Put a hard shock through the numbers, on the honest, symmetric basis. Assume Washington is hostile rather than cooperative, trade friction runs high, and independence knocks a full 10 percent off Texas's economy in one blow, more than twice the official estimate of Brexit's long-run cost. On that basis Texans pay about 333 billion dollars for a government that costs about 295. Take 10 percent off the top and Texas comes to roughly break-even on its own government, not a collapse, and the room to absorb it is fiscal headroom Texas leaves unused, not austerity. The budget does not need a friendly divorce to survive. It survives an ugly one.

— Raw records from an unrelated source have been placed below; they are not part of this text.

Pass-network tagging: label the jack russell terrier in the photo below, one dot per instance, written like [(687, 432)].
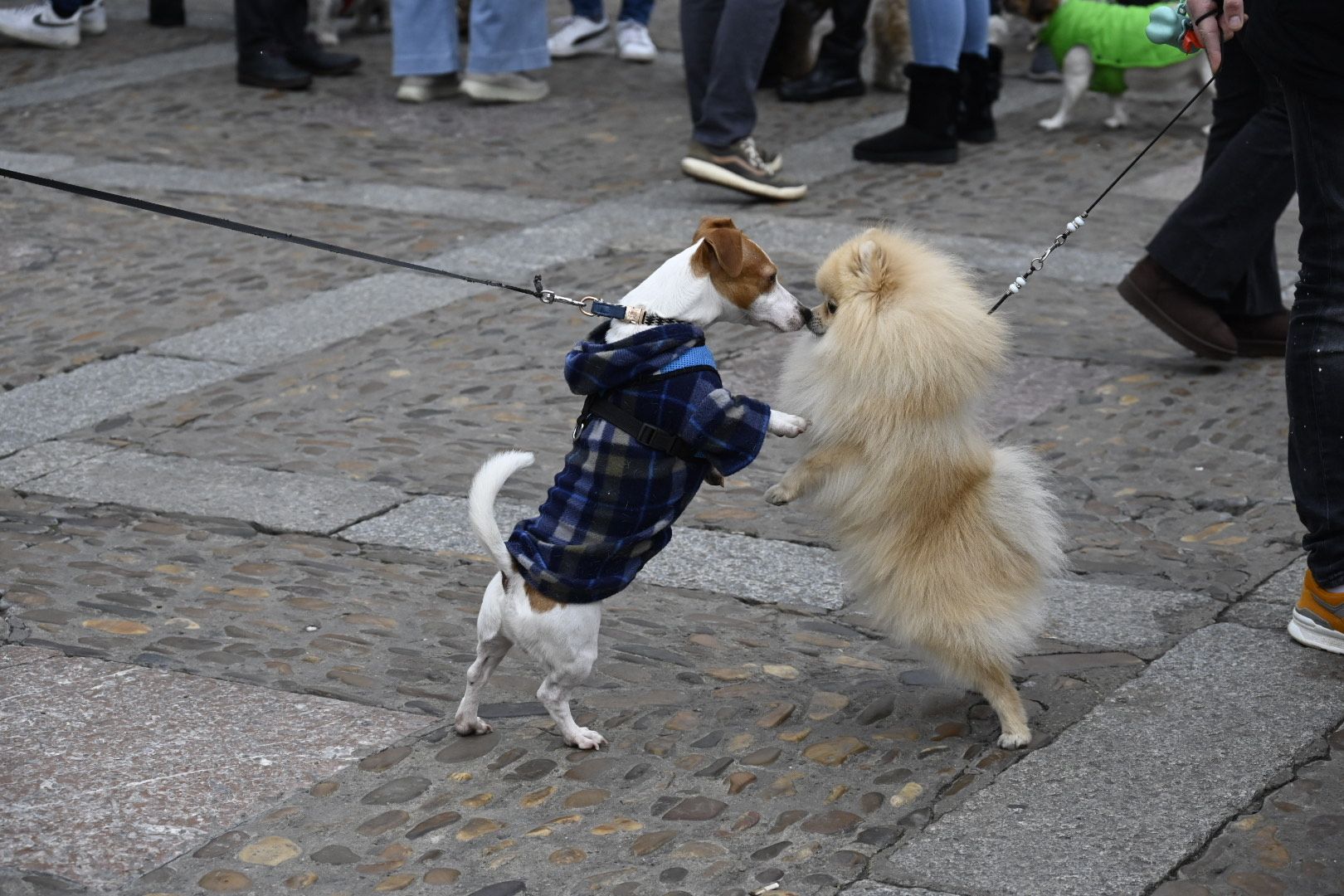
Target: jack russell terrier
[(656, 423)]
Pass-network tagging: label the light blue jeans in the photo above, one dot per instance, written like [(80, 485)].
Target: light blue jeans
[(942, 30), (507, 35), (631, 10)]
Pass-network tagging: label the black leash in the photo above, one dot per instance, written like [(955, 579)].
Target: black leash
[(589, 304), (1071, 227)]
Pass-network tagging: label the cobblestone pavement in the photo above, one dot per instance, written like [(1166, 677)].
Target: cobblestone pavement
[(236, 592)]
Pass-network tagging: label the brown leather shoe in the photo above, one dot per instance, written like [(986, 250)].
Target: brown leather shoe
[(1176, 310), (1265, 336)]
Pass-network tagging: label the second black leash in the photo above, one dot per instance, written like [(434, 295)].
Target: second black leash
[(143, 204), (1071, 227)]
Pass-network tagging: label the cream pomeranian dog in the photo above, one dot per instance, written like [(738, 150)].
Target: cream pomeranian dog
[(947, 538)]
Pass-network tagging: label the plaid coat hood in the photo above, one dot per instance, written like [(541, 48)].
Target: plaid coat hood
[(613, 504)]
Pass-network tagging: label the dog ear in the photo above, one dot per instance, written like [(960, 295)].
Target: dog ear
[(723, 245), (713, 222), (873, 266)]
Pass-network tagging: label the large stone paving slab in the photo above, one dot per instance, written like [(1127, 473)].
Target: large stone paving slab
[(163, 759), (1142, 783), (82, 280), (1283, 845), (42, 410), (286, 501)]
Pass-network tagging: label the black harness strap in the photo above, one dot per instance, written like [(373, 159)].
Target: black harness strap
[(645, 434)]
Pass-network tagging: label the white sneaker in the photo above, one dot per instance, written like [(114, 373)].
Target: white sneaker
[(425, 88), (39, 24), (93, 17), (509, 86), (633, 42), (578, 35)]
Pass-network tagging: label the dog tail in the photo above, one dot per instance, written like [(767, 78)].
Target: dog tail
[(480, 503)]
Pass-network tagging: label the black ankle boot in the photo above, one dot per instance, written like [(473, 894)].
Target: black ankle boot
[(981, 77), (828, 80), (930, 129)]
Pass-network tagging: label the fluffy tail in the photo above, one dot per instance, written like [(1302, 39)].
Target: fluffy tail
[(480, 503)]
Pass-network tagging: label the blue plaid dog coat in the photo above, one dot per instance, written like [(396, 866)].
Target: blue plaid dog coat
[(613, 504)]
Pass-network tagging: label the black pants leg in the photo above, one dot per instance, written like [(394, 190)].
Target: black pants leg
[(843, 47), (269, 24), (1220, 240), (723, 47), (1315, 363)]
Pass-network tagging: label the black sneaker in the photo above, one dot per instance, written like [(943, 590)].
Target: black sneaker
[(741, 167), (270, 69), (312, 58)]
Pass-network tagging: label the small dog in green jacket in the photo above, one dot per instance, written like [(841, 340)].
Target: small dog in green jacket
[(1094, 43)]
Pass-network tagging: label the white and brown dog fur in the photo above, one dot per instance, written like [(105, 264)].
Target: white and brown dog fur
[(321, 19), (1077, 71), (947, 538), (722, 277)]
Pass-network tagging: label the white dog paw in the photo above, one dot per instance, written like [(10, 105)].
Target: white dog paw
[(587, 739), (468, 727), (786, 425)]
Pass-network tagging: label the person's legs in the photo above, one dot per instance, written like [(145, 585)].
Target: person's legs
[(976, 30), (424, 38), (1220, 242), (507, 35), (699, 27), (929, 134), (728, 65), (845, 45), (937, 32), (254, 27), (1315, 363)]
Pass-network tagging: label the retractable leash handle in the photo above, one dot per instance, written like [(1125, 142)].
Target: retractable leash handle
[(1174, 27), (1166, 26)]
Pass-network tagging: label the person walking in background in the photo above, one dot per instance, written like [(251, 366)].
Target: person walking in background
[(723, 47), (509, 39), (54, 23), (275, 49), (836, 71), (1301, 45), (953, 85), (590, 32), (1210, 278)]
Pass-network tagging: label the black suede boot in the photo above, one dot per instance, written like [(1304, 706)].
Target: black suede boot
[(930, 130), (981, 77)]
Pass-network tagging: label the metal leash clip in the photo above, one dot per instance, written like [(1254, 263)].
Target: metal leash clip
[(585, 304)]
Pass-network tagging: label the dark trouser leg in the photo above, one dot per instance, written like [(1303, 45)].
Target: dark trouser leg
[(269, 24), (1220, 242), (845, 45), (1315, 363), (724, 45)]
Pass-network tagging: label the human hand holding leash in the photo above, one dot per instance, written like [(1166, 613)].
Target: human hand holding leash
[(1229, 17)]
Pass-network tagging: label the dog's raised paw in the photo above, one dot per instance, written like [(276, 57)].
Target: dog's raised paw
[(468, 727), (587, 739)]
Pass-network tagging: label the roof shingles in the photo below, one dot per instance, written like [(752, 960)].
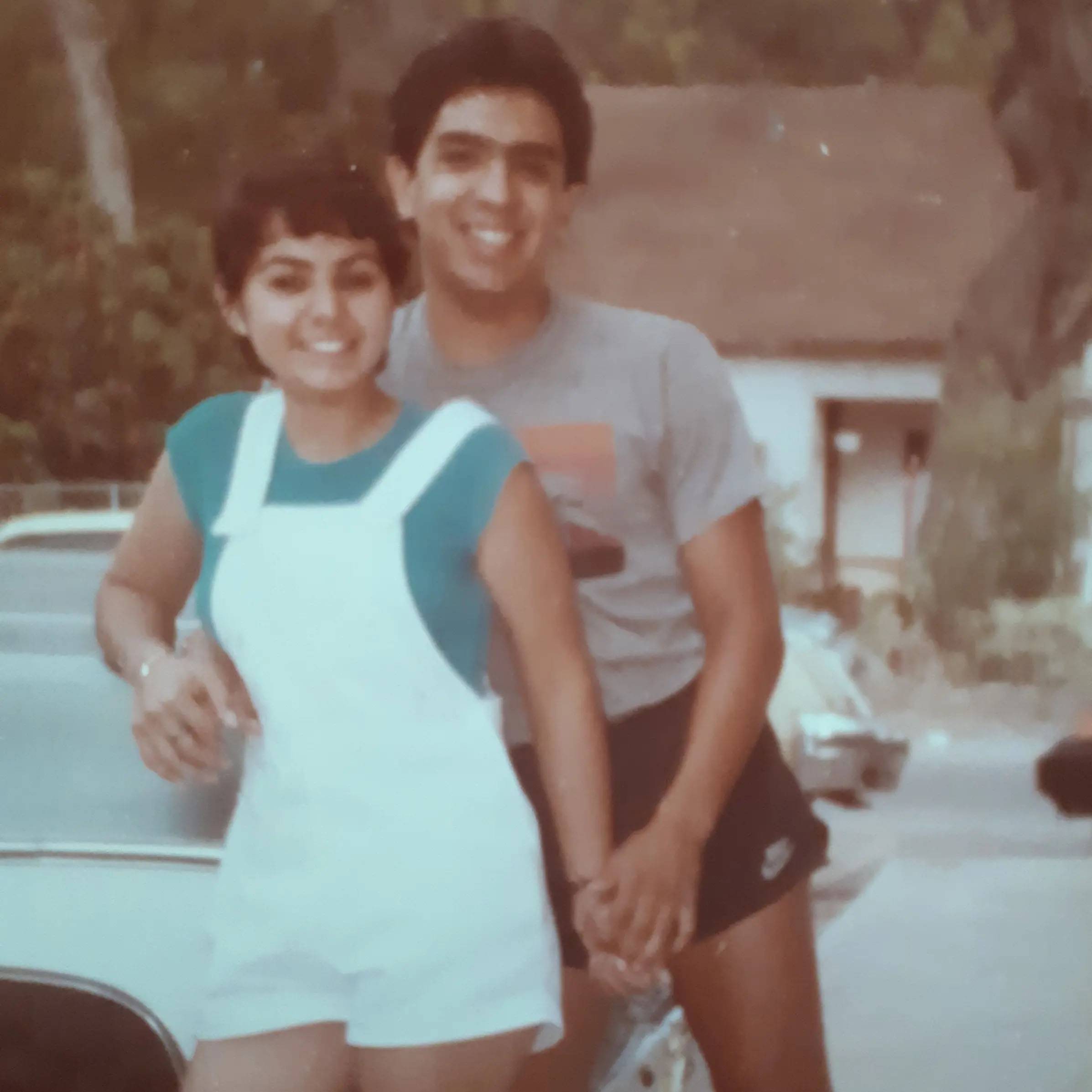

Now the likelier case. The serious academic models of secession, and the real-world case everyone reaches for, Brexit, do not find that independence wrecks an economy. They find that erecting trade barriers does. Britain's own fiscal watchdog puts Brexit's long-run cost near 4 percent of GDP and says plainly it "largely reflects" new non-tariff barriers with its biggest market. That is the entire mechanism, and it is the one variable an independent Texas can hold nearly constant, by keeping free trade with the United States and keeping the dollar.

The record of peaceful separations bears it out. Singapore was thrown out of Malaysia in 1965 with 14 percent unemployment and no resources. It is now about twice as rich as Western Europe. Czechoslovakia split in 1993 and both halves grew. Norway's exit from Sweden in 1905 and Slovenia's from Yugoslavia in 1991 run the same way, a short adjustment and then decades of growth. No clean case of a peaceful separation produced lasting collapse. The damage tracks how much trade friction the two sides choose to build, not the fact of independence.

"Secession isn't even legal. Texas v. White settled it."

This objection gives up on the money and retreats to law. That retreat deserves a straight answer, and the movement has given it in full elsewhere. There is no clause in the Constitution that forbids a state from leaving. Article 1, Section 10 is the precise place the Framers listed what a state may not do, and this is nowhere on the list, and the Tenth Amendment reserves to the states and the people every power that was never handed up.

Texas v. White does not close that door. The case was a lawsuit about bonds. Its famous line about an "indestructible Union" was a remark the Court did not need in order to decide who owned the bonds, which makes it dictum rather than a holding, and the actual bond ruling the case produced was overruled sixteen years later in Morgan v. United States. The barrier has never been constitutional. It has been political.

The complete argument is set out at usexit.org/texas-v-white and in Daniel Miller's The Tethered Sovereign, and the fiscal case needs none of it, because the numbers answer whether Texas can afford to govern itself, whether or not the reader has yet settled the separate question of whether Texas may.

"This is just one organization's spin."

Then check it. Every load-bearing number in the report comes from the federal government's own published tables, most of them downloadable in an afternoon. And we did something no advocacy report bothers to do. We turned a team of hostile reviewers loose on our own draft, an economist, a fact-checker, a lawyer, and made them try to break it, and we corrected what they broke and disclosed what we deliberately do not claim. We do not ask you to trust the Texas Nationalist Movement. We ask you to trust the IRS, the Treasury, the Federal Reserve, the SSA, and the FDIC, and to notice which side of this debate is comfortable showing its sources.